Dennis Ross has a piece today on The New Republic‘s website in the form of a memo to President Bush recommending that “baby steps” be taken by Israelis and Palestinians in order to build on the “momentum” created by Annapolis. Because Ross remains convinced of the solubility of the conflict through diplomatic finagling, he is forced to portray America’s mission as one, more or less, of psychological counseling:
Both the Israeli and Palestinian publics have to be willing to take a second look at peacemaking. Today, their doubts overwhelm their hopes. A majority of Israelis and Palestinians say they believe in a two-state solution, and in almost equal numbers, they say they don’t believe it will ever be achieved — not, by the way, because of their own unwillingness, but because of what they perceive as the inability or ill will of their neighbor.
And so the cure for this mutual distrust is a set of incremental confidence-building measures pushed ever onward by American engagement in the peace process. His evenhandedness is slightly deceptive, though, as it glosses over important differences between Israeli and Palestinian public opinion.
For one, the Israelis who put little faith in a two-state solution are not people who will attempt to sabotage the advancement of a two-state solution through a campaign of shootings, bombings, and abductions. (Instances of Israeli terrorism are incredibly rare–off the top of my head I can think of only one recent example, that of Baruch Goldstein’s 1994 attack in Hebron.) There is certainly a healthy level of skepticism about the peace process among Israelis.
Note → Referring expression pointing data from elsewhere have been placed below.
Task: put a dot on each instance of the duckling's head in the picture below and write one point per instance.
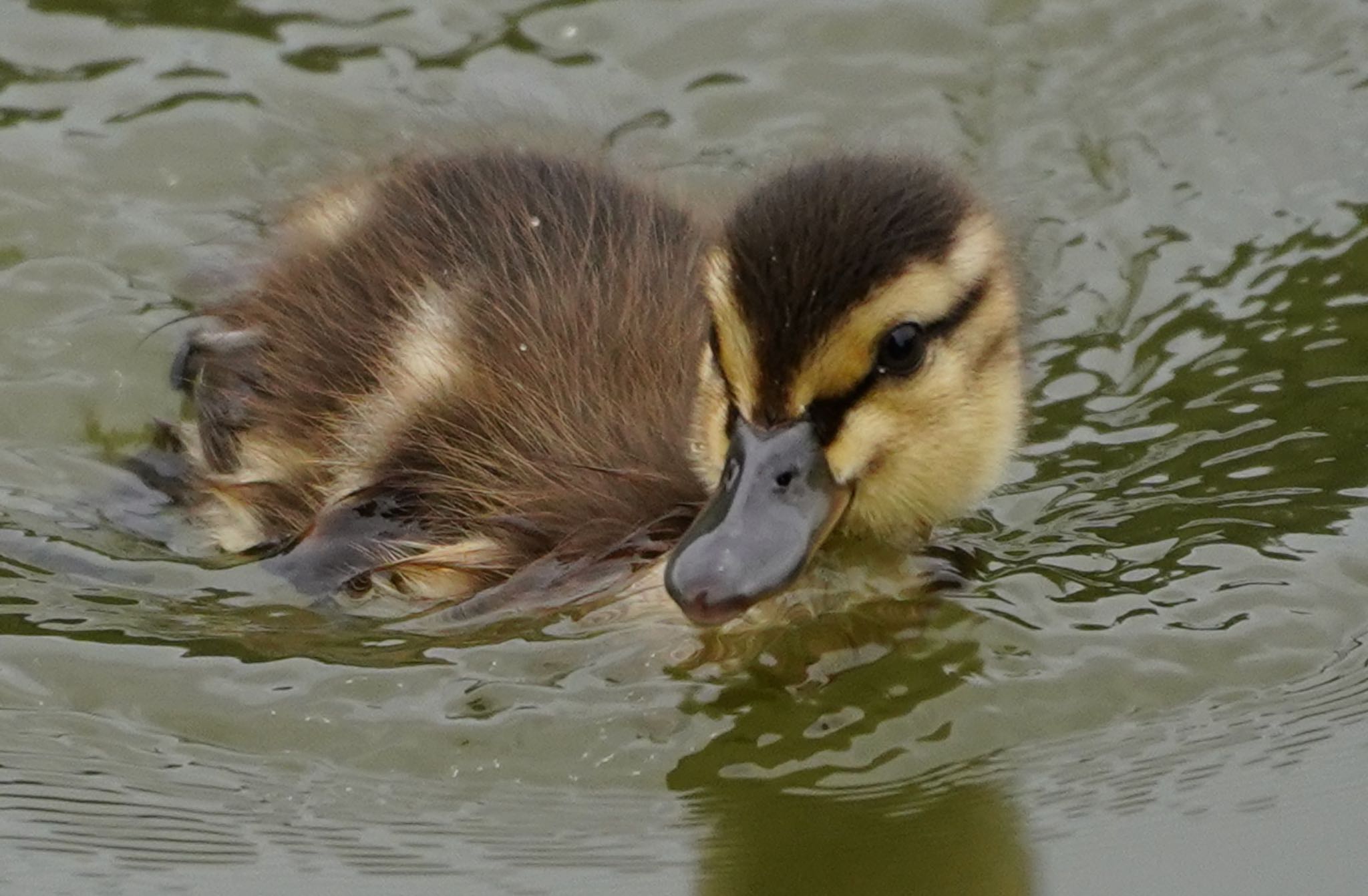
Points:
(862, 377)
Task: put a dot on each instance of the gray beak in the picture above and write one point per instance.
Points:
(775, 505)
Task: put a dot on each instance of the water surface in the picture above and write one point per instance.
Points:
(1155, 683)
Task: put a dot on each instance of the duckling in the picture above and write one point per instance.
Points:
(462, 367)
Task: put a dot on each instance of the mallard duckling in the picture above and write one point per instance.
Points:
(466, 366)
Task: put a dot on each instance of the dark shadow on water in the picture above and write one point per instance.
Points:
(776, 827)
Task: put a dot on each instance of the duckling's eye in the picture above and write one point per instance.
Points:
(902, 349)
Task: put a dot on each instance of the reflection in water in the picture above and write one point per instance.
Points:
(788, 833)
(966, 842)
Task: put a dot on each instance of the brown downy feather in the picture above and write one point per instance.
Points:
(452, 370)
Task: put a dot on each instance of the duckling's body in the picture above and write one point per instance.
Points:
(467, 365)
(458, 367)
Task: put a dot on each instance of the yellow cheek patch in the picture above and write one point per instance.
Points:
(926, 292)
(707, 441)
(737, 359)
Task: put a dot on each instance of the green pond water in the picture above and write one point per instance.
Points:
(1155, 682)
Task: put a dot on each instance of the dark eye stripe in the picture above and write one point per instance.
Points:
(962, 310)
(828, 413)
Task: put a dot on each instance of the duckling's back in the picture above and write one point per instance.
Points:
(448, 371)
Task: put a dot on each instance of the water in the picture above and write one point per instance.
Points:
(1155, 684)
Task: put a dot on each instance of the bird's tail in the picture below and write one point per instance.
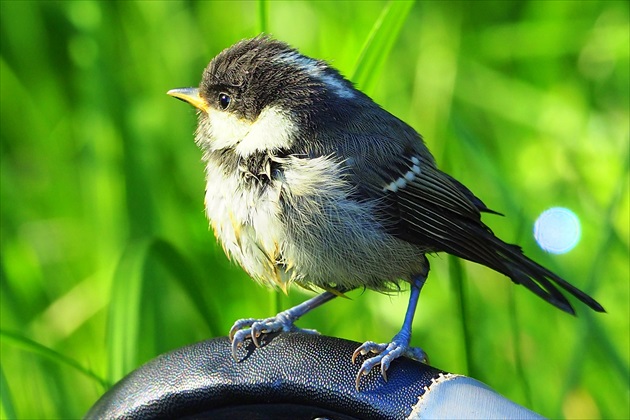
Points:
(538, 279)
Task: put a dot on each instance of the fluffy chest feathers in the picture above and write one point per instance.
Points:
(242, 203)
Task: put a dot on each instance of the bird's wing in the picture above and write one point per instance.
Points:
(425, 206)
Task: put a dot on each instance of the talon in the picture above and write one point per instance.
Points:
(255, 335)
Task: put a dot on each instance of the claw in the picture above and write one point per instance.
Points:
(386, 353)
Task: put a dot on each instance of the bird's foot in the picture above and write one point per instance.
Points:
(385, 354)
(254, 328)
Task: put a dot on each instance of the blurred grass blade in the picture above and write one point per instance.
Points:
(124, 310)
(6, 408)
(189, 281)
(456, 275)
(379, 43)
(263, 12)
(43, 351)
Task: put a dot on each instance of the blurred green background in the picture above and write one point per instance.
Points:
(107, 259)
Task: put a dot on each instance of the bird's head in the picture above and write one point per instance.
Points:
(261, 95)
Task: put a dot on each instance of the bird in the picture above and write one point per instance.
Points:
(311, 183)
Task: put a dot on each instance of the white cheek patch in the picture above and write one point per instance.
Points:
(409, 176)
(272, 130)
(227, 129)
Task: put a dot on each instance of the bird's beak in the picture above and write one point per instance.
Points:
(190, 95)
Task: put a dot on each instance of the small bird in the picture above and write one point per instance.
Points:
(310, 182)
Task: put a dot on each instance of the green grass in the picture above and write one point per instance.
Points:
(107, 259)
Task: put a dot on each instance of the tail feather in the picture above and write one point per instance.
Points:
(540, 280)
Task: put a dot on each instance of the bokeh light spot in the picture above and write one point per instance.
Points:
(557, 230)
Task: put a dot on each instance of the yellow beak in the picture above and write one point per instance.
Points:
(190, 95)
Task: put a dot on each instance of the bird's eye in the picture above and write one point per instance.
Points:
(224, 100)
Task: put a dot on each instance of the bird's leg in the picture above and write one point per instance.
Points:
(399, 346)
(284, 321)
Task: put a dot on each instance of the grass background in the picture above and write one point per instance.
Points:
(106, 257)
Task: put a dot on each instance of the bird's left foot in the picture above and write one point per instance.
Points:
(385, 353)
(255, 328)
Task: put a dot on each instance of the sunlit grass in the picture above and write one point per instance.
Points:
(107, 259)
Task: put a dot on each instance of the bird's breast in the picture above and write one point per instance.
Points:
(245, 215)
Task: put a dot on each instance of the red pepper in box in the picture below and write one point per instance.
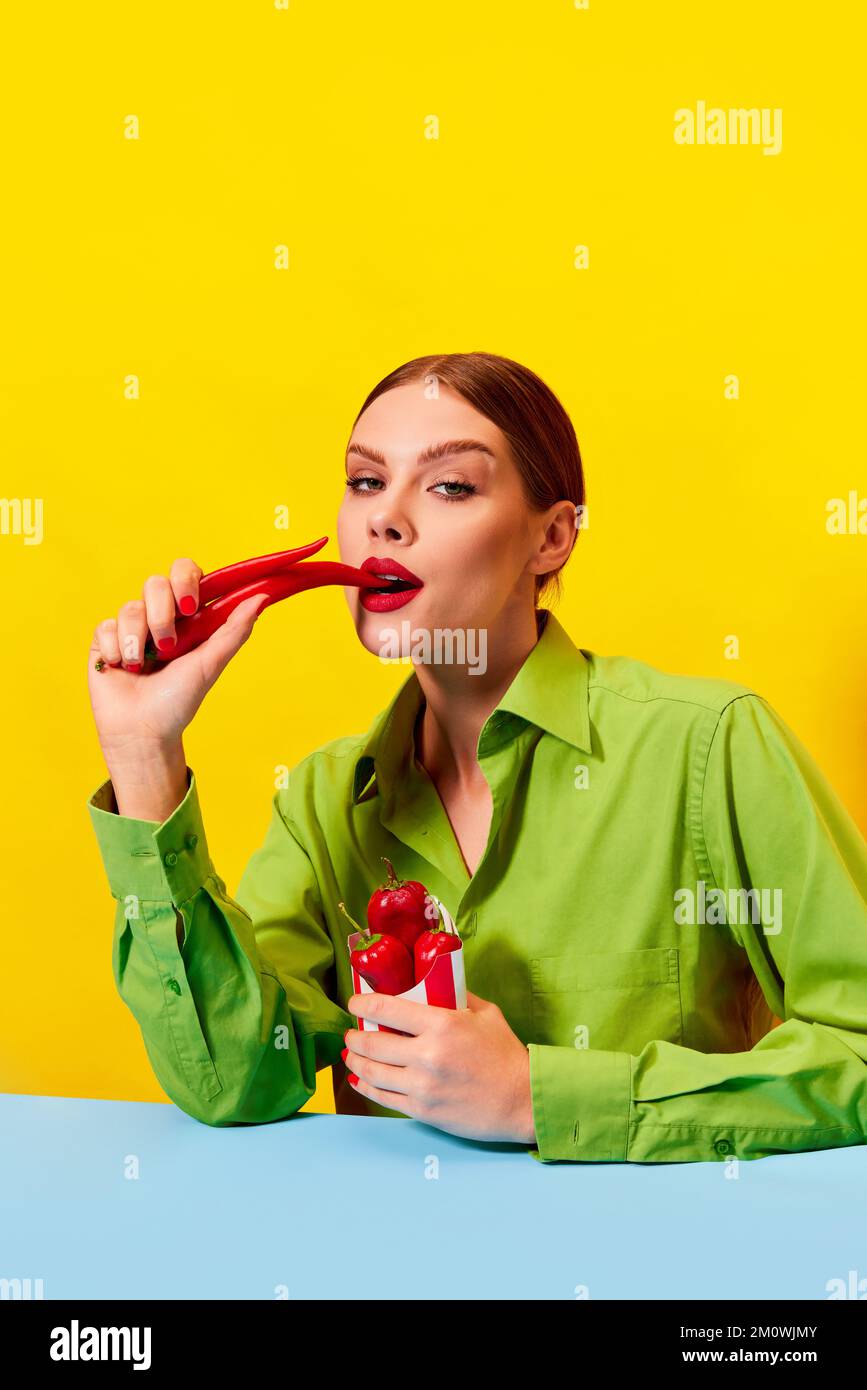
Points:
(443, 983)
(382, 961)
(402, 908)
(431, 944)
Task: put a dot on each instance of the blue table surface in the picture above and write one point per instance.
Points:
(129, 1200)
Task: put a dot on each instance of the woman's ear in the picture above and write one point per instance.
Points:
(560, 533)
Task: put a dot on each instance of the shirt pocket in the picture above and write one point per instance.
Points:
(613, 1001)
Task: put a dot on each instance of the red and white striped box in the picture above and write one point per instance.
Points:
(443, 984)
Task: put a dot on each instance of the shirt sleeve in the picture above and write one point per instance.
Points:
(241, 1016)
(767, 819)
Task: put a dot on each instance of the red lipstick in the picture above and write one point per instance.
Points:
(399, 585)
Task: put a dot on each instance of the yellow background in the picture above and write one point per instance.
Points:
(306, 127)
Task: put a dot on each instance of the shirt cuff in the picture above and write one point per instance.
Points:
(154, 862)
(581, 1100)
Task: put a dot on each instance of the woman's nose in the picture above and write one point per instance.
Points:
(389, 526)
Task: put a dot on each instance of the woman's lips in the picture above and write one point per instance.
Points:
(392, 595)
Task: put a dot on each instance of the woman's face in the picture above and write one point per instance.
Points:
(431, 487)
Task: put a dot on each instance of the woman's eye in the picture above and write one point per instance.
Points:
(356, 484)
(464, 489)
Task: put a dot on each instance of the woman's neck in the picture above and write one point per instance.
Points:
(456, 704)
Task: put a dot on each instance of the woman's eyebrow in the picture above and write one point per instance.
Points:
(430, 455)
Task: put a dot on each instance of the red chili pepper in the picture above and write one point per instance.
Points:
(382, 961)
(234, 576)
(193, 630)
(402, 908)
(431, 944)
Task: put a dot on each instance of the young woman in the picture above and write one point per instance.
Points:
(632, 858)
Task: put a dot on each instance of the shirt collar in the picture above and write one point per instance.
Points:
(550, 690)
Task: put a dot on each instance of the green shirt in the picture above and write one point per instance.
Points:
(656, 841)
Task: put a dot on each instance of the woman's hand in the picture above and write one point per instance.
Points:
(142, 706)
(463, 1070)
But it is largely the same as any other western people’s skepticism of an endeavor they find implausible or foolish, such as European mistrust of the EU or American leeriness of socialized medicine: there are no suicide bombings in the offing if the skeptics don’t get their way.
Palestinian public opinion, in contrast, is vastly more complicated–and dispiriting. It’s true that support among Palestinians for a two-state solution is often a majority position, but super-majorities (sometimes over 75 percent) have always maintained the “right of return” for descendants of Palestinians who fled in 1948, a condition which would accomplish the demographic destruction of Israel–making a two-state solution in practice a one-state solution.
More importantly, what Ross doesn’t tell his readers is that support among Palestinians for terrorism against Israel also remains a majority position. I invite anyone who doubts this to spend a little time on the websites of the Jerusalem Media & Communication Centre, the Palestinian Center for Public Opinion, the Palestinian Center for Policy and Survey Research (important caveat), the Arab World for Research and Development, the International Republican Institute, and Birzeit University — none of which, it’s worth noting, are Israeli or American polling organizations.
The picture that emerges from these opinion polls is indicative of why diplomacy has accomplished virtually nothing in the history of this conflict. To take just a few examples: in 2006, 56 percent of Palestinians said they supported “armed attacks against Israeli civilians inside Israel.” The same poll found 69 percent support for the most recent suicide bombing. Another poll found that 77 percent of Palestinians supported the abduction of Gilad Shalit from Israel, and 66.8 percent said they favored continued abductions of IDF soldiers.
The truth about Palestinian public opinion is that it is syncretic: majorities simultaneously support a peace process with, and continued terrorism against, the state of Israel. Ross is right, though, that baby steps must be taken. But those steps involve the internal reformation of Palestinian culture, which continues, despite the fervent wishes of would-be American peacemakers, to nurture a deeply-ingrained admiration for terrorism.